One of the ways that term frequency is used is to help computer programs gauge relevancy. These sorting programs, also called sorting algorithms, work to remove all irrelevant documents/pages and order the rest based on relevance. In the early days, simple sorting algorithms based on term frequency were used by Google and other search engines for sorting search results. This often led to people hiding extra keywords on their page to make the page seem more relevant. Nowadays, sorting algorithms are more complex, with hundreds of different factors and more intricate ways of determining relevance.
Term frequency is also an important part of TF-IDF - a method used to find the relevance of certain words in a document.
Term frequency and TF-IDF
Term Frequency – Inverse Document Frequency, also called TF-IDF, is a method for determining the relevance of a word in a document. TF-IDF combines term frequency with inverse document frequency to gauge the relevance of a word in a document, compared to all the other documents in the collection. Each word is assigned a value based on inverse document frequency, which looks at how often a word appears in the other documents. This indicates how unique a term is, which can be used to determine how much information a term provides.

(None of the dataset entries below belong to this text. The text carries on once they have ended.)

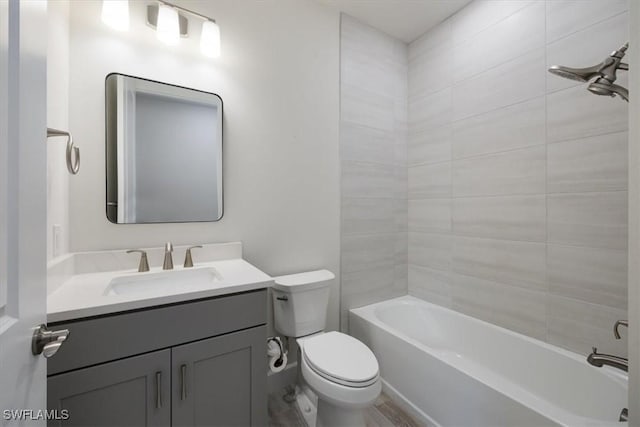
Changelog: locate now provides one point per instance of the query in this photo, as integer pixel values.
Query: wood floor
(384, 413)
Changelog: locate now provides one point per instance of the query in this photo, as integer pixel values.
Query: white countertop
(83, 295)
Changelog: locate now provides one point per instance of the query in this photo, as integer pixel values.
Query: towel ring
(73, 152)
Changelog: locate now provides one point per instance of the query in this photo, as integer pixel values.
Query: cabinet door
(221, 381)
(129, 392)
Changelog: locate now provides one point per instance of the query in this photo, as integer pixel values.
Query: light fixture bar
(190, 12)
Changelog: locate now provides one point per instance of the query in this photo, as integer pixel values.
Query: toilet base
(319, 413)
(330, 415)
(307, 405)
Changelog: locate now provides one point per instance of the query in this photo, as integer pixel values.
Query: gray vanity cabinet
(215, 380)
(199, 363)
(133, 391)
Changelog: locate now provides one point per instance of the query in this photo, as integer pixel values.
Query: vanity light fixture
(168, 26)
(115, 13)
(171, 23)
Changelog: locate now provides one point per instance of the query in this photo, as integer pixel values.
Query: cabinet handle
(183, 382)
(158, 389)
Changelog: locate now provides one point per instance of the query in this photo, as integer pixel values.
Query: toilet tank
(300, 302)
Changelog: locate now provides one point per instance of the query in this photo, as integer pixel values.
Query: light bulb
(115, 13)
(168, 28)
(210, 39)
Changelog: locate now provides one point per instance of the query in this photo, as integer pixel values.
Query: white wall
(518, 178)
(57, 117)
(278, 78)
(634, 218)
(373, 158)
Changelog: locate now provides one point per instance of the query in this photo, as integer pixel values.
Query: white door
(23, 45)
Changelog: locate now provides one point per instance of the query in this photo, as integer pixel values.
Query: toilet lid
(341, 358)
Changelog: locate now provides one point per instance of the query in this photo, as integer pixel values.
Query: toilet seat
(341, 359)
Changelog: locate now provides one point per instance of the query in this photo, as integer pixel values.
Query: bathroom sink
(164, 282)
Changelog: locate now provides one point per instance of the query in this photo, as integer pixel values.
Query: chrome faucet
(168, 258)
(143, 266)
(600, 359)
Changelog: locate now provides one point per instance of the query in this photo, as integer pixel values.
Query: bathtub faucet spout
(600, 359)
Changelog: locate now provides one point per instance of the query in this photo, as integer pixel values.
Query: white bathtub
(453, 370)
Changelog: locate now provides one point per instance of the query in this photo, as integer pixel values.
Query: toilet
(341, 371)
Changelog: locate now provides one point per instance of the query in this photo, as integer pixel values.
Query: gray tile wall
(517, 182)
(373, 151)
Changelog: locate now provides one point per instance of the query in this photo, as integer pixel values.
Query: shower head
(577, 74)
(604, 87)
(604, 73)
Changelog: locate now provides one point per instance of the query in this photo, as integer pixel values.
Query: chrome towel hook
(73, 153)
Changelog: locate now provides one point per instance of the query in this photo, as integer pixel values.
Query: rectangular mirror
(164, 152)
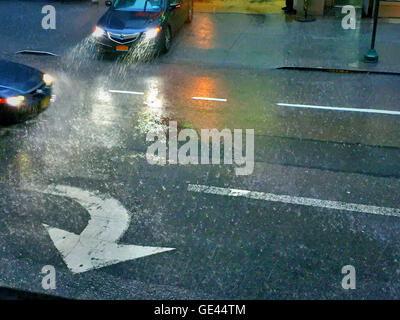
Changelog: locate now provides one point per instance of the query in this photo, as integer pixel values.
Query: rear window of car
(138, 5)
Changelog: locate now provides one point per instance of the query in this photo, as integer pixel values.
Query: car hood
(17, 78)
(128, 21)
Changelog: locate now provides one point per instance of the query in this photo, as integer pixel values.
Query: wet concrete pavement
(225, 247)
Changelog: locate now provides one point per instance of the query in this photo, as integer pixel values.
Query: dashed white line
(209, 99)
(304, 106)
(328, 204)
(126, 92)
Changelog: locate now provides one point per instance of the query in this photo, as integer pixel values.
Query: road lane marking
(126, 92)
(327, 204)
(209, 99)
(96, 246)
(304, 106)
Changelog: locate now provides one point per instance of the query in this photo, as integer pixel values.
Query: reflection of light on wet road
(204, 38)
(209, 99)
(126, 92)
(153, 109)
(24, 165)
(103, 109)
(154, 98)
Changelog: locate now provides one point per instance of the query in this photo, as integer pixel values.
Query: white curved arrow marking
(96, 246)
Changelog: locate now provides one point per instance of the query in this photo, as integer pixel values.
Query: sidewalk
(276, 40)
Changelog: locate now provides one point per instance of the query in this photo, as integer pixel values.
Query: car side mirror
(174, 5)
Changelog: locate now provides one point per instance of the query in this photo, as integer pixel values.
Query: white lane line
(126, 92)
(337, 205)
(209, 99)
(304, 106)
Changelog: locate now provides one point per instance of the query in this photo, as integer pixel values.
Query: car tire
(190, 13)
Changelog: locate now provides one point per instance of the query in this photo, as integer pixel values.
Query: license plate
(122, 48)
(44, 103)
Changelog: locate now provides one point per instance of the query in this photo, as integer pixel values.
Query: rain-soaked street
(323, 193)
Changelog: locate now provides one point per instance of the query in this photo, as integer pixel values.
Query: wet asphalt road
(225, 247)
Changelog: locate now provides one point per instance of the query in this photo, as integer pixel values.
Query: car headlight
(98, 32)
(15, 101)
(47, 79)
(152, 33)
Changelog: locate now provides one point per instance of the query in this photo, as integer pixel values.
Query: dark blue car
(24, 92)
(141, 24)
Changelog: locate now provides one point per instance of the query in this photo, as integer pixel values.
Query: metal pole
(372, 56)
(307, 17)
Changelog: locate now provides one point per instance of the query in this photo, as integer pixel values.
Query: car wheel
(167, 38)
(190, 13)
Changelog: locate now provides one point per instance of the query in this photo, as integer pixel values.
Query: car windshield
(137, 5)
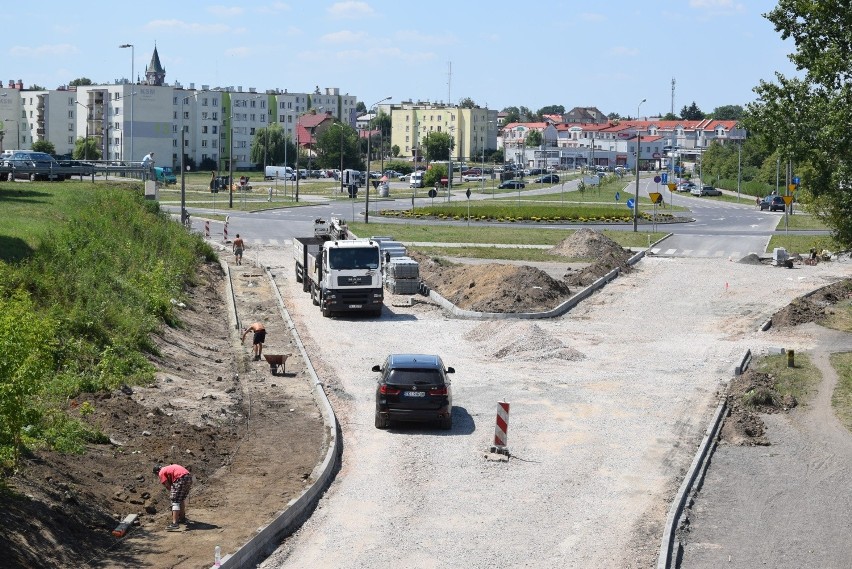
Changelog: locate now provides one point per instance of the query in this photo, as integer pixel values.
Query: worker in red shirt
(178, 481)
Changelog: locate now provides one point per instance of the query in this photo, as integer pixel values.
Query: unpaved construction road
(608, 404)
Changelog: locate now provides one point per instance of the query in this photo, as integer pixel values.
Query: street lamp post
(132, 71)
(367, 198)
(638, 150)
(183, 213)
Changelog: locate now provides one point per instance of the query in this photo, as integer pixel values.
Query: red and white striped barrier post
(501, 429)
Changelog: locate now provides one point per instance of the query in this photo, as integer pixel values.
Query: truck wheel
(381, 421)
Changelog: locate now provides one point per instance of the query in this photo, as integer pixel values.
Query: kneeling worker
(259, 338)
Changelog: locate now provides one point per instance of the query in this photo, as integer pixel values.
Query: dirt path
(785, 505)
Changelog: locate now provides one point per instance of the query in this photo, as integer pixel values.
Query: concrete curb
(668, 555)
(553, 313)
(299, 509)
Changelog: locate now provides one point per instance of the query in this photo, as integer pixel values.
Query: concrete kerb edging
(298, 509)
(553, 313)
(696, 471)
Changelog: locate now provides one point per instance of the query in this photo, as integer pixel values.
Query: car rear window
(415, 377)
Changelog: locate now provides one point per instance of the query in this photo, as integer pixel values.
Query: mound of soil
(493, 287)
(749, 395)
(605, 253)
(520, 341)
(813, 308)
(58, 510)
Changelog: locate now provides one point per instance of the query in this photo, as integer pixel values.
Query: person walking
(178, 482)
(239, 246)
(257, 341)
(148, 164)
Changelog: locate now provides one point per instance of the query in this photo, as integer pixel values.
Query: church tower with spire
(154, 72)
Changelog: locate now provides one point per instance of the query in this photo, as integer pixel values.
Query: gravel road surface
(608, 404)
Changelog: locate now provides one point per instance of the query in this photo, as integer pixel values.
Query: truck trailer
(341, 274)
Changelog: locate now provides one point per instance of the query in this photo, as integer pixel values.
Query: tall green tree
(728, 113)
(691, 113)
(807, 119)
(276, 144)
(438, 145)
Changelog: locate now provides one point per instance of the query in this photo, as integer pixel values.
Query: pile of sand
(520, 341)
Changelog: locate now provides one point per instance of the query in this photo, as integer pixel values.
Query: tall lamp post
(341, 153)
(638, 150)
(367, 199)
(86, 147)
(132, 71)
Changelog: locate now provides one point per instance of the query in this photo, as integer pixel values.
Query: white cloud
(191, 27)
(62, 49)
(238, 51)
(343, 36)
(412, 37)
(621, 51)
(225, 11)
(273, 8)
(350, 9)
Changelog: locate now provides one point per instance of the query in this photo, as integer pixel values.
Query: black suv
(413, 387)
(773, 203)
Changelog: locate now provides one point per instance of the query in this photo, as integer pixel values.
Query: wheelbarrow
(277, 362)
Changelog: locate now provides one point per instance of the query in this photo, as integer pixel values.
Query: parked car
(512, 185)
(413, 387)
(547, 179)
(773, 203)
(473, 177)
(31, 165)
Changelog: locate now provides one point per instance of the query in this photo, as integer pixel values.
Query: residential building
(473, 130)
(129, 120)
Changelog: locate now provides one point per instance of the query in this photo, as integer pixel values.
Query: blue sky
(605, 53)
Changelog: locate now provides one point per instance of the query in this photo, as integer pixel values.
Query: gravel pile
(598, 447)
(520, 341)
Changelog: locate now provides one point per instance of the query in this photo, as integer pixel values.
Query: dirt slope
(250, 439)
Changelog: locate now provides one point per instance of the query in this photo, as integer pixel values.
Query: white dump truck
(342, 274)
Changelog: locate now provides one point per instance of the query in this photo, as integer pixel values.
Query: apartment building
(473, 130)
(130, 120)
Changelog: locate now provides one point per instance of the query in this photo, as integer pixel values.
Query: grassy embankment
(87, 274)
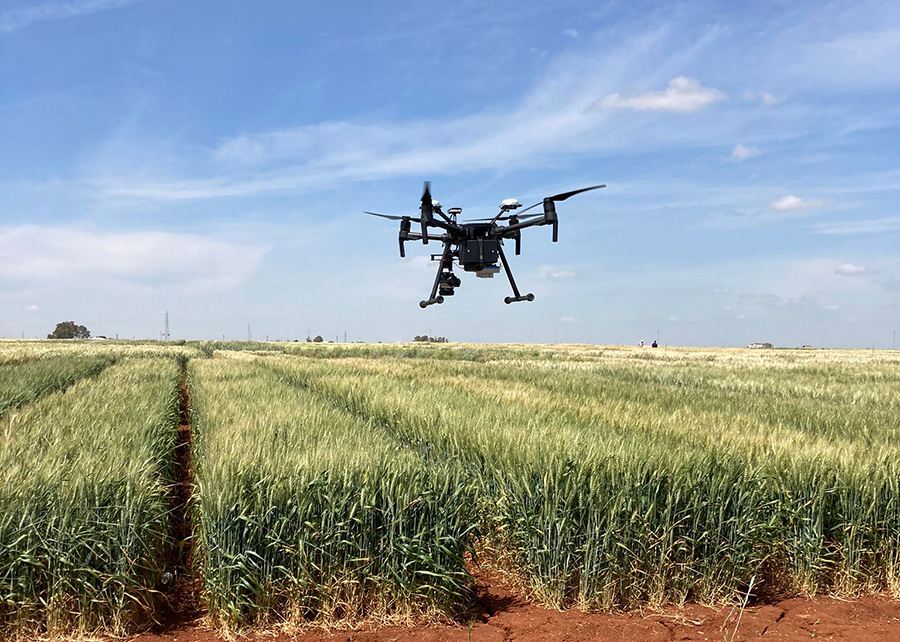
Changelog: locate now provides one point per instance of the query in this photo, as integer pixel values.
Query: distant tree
(424, 338)
(68, 330)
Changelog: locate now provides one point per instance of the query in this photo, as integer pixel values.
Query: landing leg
(437, 280)
(512, 282)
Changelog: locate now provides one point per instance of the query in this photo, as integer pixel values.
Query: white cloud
(768, 99)
(553, 272)
(791, 203)
(741, 153)
(15, 19)
(868, 226)
(848, 269)
(54, 254)
(683, 95)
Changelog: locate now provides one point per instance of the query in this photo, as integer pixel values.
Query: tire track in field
(58, 385)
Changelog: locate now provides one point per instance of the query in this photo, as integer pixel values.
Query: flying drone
(476, 245)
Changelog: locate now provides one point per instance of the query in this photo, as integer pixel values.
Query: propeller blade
(565, 195)
(391, 216)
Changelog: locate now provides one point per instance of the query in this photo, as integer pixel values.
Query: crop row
(84, 481)
(361, 484)
(616, 485)
(305, 511)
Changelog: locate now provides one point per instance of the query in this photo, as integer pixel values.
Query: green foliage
(306, 512)
(614, 479)
(24, 381)
(69, 330)
(83, 490)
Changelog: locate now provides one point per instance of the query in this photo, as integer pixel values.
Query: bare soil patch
(180, 604)
(500, 616)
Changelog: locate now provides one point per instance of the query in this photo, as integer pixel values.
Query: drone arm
(503, 231)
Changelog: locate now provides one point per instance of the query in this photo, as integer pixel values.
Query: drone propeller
(392, 217)
(563, 196)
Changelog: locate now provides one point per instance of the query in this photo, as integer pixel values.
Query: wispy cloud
(39, 254)
(683, 95)
(792, 203)
(19, 18)
(552, 120)
(741, 153)
(553, 272)
(866, 226)
(848, 269)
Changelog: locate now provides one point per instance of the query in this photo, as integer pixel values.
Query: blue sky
(212, 159)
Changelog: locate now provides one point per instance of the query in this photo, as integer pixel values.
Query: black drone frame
(476, 245)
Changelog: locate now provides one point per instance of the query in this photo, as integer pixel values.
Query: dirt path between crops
(180, 605)
(500, 616)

Terms like “the” and “a” are seen many times throughout all documents, whereas more meaningful words like, for example, “SEO” or “search engine” aren’t seen as often and therefore given a higher value. The value then increases depending on the term frequency. TF-IDF has shown to be very effective at filtering stop words as well as words used very often in specific industries.
Screenshot of Seobility’s TF*IDF tool that uses TF-IDF to optimize content for SEO.
Relevance to SEO
Term frequency continues to be an important part of SEO. Although Google and other search engines have long moved past solely using term frequency for gauging relevance, ensuring your content contains enough relevant words still appears to be an important part of optimizing content for search engines. Term Frequency can also be used to identify important terms on competing pages. This helps you in finding which topics you need to cover and which keywords may offer SEO opportunities.